Les automatiques à quatre rapports sont solides. La boîte cinq 722.6 arrivée en 1996 sur V8 et V12 était vendue comme scellée à vie, mais Mercedes a ensuite prescrit des vidanges — chercher la trace d'un entretien environ tous les 60 000 km, et fuir un exemplaire qui à-coups à chaud.

Capote et hydraulique

Douze vérins hydrauliques lèvent, verrouillent et rangent la capote, et des joints de trente ans lâchent l'un après l'autre : taches d'huile sur la moquette derrière les sièges, couvercle de capote qui s'affaisse, verrous qui ne plaquent plus. Observer un cycle complet dans les deux sens, et vérifier aussi l'arceau. Les fuites ne sont pas une raison de renoncer — la réfection du circuit est un chantier de week-end bien documenté — mais une raison de négocier.

Suspension

L'amortissement piloté ADS était de série sur le V12 et en option ailleurs ; ses amortisseurs coûtent quatre chiffres pièce, donc s'assurer que le voyant s'éteint et que la voiture ne flotte pas. La suspension standard est conventionnelle et peu coûteuse à maintenir.

Carrosserie et corrosion

Les R129 résistent mieux à la rouille que la plupart des Mercedes de l'époque, mais vérifier les passages de roue, les bas de portes, les points de levage, les bas de caisse derrière l'habillage plastique et le plancher de coffre sous les tapis. Le hardtop et son support vont avec la voiture — chiffrer leur absence.

Intérieur et électricité

Tout est électrique, donc tout tester : les deux sièges et leurs mémoires (les modules de commande lâchent), les quatre vitres, le combiné d'instruments, la climatisation et chaque commande de capote. Dresser l'arceau depuis son interrupteur et vérifier qu'il se verrouille en redescendant.

Laquelle acheter

L'état l'emporte sur la fiche technique, à chaque fois. Un remplacement de faisceau documenté, une capote sèche et un classeur de factures valent plus que n'importe quel choix de moteur, et l'écart entre les meilleurs et les pires exemplaires dépasse de loin celui entre une SL 320 et une SL 500.

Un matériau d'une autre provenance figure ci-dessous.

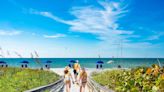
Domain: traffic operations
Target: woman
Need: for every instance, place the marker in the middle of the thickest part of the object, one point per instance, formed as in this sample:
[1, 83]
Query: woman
[67, 79]
[83, 80]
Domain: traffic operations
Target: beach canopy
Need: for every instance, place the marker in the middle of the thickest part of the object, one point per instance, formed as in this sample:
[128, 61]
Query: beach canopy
[2, 62]
[25, 62]
[48, 61]
[72, 61]
[100, 62]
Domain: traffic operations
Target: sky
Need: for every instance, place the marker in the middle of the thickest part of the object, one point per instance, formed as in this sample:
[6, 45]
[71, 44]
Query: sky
[82, 28]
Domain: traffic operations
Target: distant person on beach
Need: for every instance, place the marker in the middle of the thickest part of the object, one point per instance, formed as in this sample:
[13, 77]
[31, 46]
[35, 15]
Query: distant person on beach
[76, 69]
[83, 80]
[67, 79]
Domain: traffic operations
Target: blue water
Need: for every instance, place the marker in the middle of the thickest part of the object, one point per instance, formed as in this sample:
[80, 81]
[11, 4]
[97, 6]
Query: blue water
[86, 62]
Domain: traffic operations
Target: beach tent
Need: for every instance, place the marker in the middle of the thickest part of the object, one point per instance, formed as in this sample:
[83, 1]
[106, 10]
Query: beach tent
[24, 64]
[71, 62]
[3, 64]
[47, 65]
[100, 62]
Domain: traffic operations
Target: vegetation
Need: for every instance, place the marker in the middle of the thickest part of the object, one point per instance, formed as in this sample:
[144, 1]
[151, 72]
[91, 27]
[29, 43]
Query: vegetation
[18, 80]
[141, 79]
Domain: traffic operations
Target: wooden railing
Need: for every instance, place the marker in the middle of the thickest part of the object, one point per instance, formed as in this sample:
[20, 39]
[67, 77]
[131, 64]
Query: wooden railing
[53, 87]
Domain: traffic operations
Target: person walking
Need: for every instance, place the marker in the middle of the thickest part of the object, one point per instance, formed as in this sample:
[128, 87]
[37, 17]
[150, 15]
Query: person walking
[76, 69]
[83, 80]
[67, 79]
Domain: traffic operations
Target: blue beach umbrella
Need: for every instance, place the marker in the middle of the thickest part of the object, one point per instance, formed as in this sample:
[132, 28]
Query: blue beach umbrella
[48, 61]
[100, 62]
[72, 61]
[2, 62]
[25, 62]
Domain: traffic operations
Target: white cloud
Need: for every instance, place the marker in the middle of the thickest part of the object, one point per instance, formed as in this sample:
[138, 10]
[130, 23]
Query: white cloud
[156, 36]
[99, 21]
[54, 36]
[9, 32]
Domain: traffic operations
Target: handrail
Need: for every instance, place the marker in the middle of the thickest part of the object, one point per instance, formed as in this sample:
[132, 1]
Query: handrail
[95, 87]
[58, 85]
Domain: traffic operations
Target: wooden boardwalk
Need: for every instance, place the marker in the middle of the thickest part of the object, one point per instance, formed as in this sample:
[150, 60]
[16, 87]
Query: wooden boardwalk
[76, 88]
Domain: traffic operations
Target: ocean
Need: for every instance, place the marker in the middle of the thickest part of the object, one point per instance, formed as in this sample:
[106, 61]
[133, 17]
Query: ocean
[86, 62]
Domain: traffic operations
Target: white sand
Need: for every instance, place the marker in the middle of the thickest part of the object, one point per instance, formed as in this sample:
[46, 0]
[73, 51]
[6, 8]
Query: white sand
[75, 87]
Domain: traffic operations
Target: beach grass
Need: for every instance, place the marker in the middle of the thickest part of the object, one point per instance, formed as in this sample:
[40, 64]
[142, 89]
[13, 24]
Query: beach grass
[19, 80]
[141, 79]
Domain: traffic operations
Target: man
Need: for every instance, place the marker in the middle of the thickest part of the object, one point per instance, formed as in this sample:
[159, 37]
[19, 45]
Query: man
[83, 80]
[76, 69]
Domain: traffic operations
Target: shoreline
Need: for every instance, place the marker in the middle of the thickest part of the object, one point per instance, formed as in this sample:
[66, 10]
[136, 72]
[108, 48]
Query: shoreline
[60, 71]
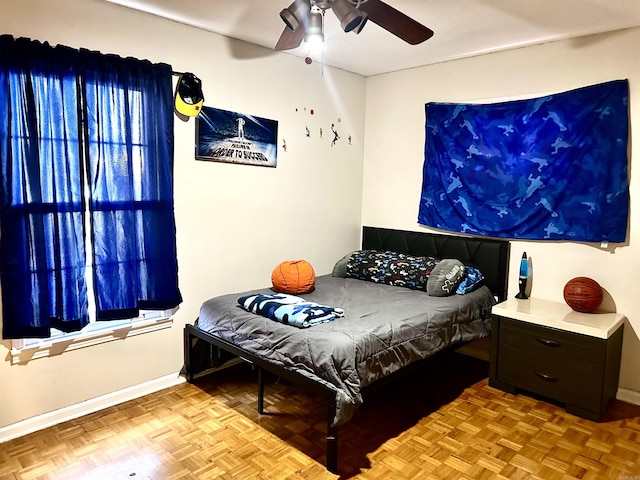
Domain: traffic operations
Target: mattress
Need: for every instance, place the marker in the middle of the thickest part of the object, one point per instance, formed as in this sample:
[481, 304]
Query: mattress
[384, 329]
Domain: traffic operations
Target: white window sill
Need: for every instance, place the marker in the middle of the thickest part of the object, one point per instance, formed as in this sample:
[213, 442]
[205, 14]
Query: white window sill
[118, 330]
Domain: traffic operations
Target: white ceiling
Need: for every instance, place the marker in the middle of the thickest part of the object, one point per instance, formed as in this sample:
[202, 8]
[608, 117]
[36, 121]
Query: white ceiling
[462, 28]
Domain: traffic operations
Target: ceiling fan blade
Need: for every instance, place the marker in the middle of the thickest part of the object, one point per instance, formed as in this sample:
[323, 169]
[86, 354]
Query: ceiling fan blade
[396, 22]
[290, 39]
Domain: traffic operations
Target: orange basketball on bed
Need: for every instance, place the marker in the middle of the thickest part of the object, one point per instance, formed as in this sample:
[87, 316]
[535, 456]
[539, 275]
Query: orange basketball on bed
[293, 276]
[583, 294]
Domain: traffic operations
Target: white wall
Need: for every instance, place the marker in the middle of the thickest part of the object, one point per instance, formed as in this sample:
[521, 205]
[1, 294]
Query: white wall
[393, 162]
[235, 222]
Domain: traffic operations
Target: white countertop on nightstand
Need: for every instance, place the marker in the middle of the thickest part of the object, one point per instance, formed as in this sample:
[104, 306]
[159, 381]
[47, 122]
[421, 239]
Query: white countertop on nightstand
[560, 316]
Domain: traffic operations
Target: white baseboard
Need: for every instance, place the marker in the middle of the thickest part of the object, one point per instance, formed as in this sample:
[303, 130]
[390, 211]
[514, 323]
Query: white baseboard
[49, 419]
[629, 396]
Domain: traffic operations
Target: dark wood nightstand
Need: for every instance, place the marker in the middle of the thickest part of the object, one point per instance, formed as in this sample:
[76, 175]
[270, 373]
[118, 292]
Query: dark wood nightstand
[545, 348]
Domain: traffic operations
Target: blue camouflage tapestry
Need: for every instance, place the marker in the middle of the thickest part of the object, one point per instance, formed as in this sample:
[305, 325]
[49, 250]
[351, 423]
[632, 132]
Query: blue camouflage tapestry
[551, 168]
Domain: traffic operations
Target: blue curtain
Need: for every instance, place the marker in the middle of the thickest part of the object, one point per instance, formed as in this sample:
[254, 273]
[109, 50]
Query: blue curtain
[551, 168]
[66, 120]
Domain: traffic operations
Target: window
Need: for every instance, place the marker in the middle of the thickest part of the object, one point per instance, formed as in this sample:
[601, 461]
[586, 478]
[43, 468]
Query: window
[88, 233]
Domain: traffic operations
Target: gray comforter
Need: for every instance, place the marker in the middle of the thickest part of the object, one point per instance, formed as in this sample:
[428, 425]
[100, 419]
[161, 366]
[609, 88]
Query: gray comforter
[384, 329]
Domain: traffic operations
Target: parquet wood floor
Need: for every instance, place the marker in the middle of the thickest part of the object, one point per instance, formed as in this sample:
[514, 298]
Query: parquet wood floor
[406, 431]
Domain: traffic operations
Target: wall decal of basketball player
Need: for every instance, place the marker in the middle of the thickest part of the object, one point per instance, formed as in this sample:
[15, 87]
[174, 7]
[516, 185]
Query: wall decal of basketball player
[336, 137]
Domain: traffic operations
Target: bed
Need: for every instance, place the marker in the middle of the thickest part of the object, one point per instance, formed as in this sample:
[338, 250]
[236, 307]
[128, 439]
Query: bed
[384, 327]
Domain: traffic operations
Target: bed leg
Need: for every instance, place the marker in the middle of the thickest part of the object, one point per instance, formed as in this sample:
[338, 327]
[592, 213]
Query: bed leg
[332, 440]
[260, 391]
[188, 355]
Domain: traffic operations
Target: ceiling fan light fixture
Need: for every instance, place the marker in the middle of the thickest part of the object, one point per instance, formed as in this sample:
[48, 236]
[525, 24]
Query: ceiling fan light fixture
[296, 14]
[350, 17]
[314, 32]
[359, 28]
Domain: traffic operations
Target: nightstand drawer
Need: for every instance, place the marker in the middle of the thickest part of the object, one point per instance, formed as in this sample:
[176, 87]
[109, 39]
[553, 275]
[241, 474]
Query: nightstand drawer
[541, 348]
[573, 354]
[569, 382]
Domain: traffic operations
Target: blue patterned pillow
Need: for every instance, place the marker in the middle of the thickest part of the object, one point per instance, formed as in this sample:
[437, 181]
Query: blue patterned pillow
[391, 268]
[473, 279]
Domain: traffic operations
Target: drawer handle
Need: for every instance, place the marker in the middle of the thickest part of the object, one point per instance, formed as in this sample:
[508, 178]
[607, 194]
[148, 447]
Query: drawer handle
[545, 377]
[548, 343]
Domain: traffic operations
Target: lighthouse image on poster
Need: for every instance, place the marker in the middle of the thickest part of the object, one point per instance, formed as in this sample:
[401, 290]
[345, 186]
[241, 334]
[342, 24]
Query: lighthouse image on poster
[231, 137]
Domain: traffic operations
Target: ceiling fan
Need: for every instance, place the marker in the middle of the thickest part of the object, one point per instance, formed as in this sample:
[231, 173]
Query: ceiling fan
[304, 19]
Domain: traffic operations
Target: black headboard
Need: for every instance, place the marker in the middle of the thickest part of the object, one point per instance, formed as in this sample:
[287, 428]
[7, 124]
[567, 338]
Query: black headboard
[490, 256]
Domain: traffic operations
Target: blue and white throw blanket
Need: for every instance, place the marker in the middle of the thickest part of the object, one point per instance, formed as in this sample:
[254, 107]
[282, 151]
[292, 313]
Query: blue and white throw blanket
[289, 309]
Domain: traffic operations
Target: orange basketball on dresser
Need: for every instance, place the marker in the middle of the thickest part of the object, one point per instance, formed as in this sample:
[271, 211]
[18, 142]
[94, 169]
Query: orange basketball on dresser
[583, 294]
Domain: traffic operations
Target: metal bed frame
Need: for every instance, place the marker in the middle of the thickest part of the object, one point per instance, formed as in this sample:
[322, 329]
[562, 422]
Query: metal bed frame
[490, 256]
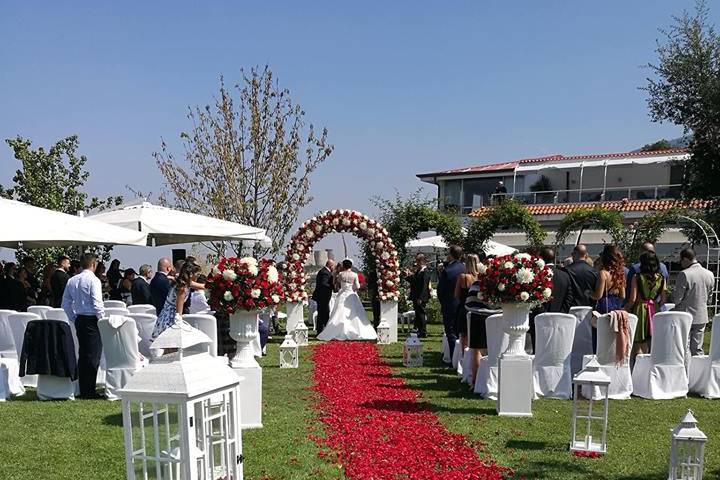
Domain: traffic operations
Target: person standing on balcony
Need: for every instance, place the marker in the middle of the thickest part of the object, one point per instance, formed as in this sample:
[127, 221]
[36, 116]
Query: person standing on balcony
[583, 278]
[446, 293]
[693, 289]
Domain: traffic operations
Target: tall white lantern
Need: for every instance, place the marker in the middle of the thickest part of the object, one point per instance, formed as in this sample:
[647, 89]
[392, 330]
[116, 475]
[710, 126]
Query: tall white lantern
[181, 416]
[412, 351]
[589, 422]
[687, 450]
[289, 353]
[300, 334]
[383, 331]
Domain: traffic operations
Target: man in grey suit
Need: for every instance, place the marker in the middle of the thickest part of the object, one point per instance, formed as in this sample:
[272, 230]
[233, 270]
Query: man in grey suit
[693, 288]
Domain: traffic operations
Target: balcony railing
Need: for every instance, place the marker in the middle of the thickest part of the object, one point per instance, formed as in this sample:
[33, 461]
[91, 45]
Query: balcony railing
[650, 192]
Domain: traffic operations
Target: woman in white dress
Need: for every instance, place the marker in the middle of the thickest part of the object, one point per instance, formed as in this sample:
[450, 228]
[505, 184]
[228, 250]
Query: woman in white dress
[348, 320]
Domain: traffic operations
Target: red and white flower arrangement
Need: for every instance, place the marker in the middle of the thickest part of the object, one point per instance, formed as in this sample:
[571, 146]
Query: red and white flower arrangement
[518, 278]
[335, 221]
[244, 284]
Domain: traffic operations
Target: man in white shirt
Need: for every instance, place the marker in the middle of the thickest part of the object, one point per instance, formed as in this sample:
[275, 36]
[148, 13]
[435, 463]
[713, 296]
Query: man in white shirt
[83, 304]
[693, 288]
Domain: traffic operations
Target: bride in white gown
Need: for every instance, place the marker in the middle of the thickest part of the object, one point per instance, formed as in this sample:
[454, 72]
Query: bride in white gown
[348, 320]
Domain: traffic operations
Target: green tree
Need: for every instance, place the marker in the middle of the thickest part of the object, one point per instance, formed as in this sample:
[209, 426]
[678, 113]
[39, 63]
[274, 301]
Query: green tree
[248, 159]
[686, 92]
[54, 179]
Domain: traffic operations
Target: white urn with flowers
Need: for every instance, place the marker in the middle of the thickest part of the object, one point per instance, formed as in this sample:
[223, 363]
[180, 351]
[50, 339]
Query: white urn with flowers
[518, 283]
[241, 287]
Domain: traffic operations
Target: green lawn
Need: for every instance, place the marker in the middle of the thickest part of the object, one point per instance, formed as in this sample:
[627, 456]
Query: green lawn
[83, 439]
[537, 447]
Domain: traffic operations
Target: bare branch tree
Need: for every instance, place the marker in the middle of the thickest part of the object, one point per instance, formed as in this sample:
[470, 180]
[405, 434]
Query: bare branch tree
[245, 159]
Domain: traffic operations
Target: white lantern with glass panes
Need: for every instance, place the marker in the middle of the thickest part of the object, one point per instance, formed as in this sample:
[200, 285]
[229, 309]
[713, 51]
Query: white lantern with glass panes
[687, 450]
[181, 416]
[300, 334]
[289, 353]
[383, 331]
[412, 351]
[589, 422]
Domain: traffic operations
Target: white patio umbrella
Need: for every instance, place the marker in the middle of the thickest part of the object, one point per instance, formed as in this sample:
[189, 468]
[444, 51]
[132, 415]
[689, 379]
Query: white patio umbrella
[166, 226]
[435, 244]
[36, 227]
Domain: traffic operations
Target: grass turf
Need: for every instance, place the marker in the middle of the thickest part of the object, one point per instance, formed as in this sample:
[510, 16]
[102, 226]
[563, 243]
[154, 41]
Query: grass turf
[537, 447]
[84, 440]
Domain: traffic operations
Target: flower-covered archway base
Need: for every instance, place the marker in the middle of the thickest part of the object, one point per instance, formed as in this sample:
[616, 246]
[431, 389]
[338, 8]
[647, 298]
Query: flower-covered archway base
[342, 221]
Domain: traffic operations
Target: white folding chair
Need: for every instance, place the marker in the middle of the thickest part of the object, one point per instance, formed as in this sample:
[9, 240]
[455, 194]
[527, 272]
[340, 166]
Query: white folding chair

Côté valeurs sûres : la SL 320 à M104 est l'expérience six-cylindres classique, la SL 500 est la voiture pour laquelle la R129 a été conçue, et les modèles post-1996 esquivent entièrement la question du faisceau. Les V12 et les AMG sont des pièces de collection — magnifiques, et entretenues à ce tarif. Acheter le meilleur historique possible, puis garder l'hydraulique en bonne santé.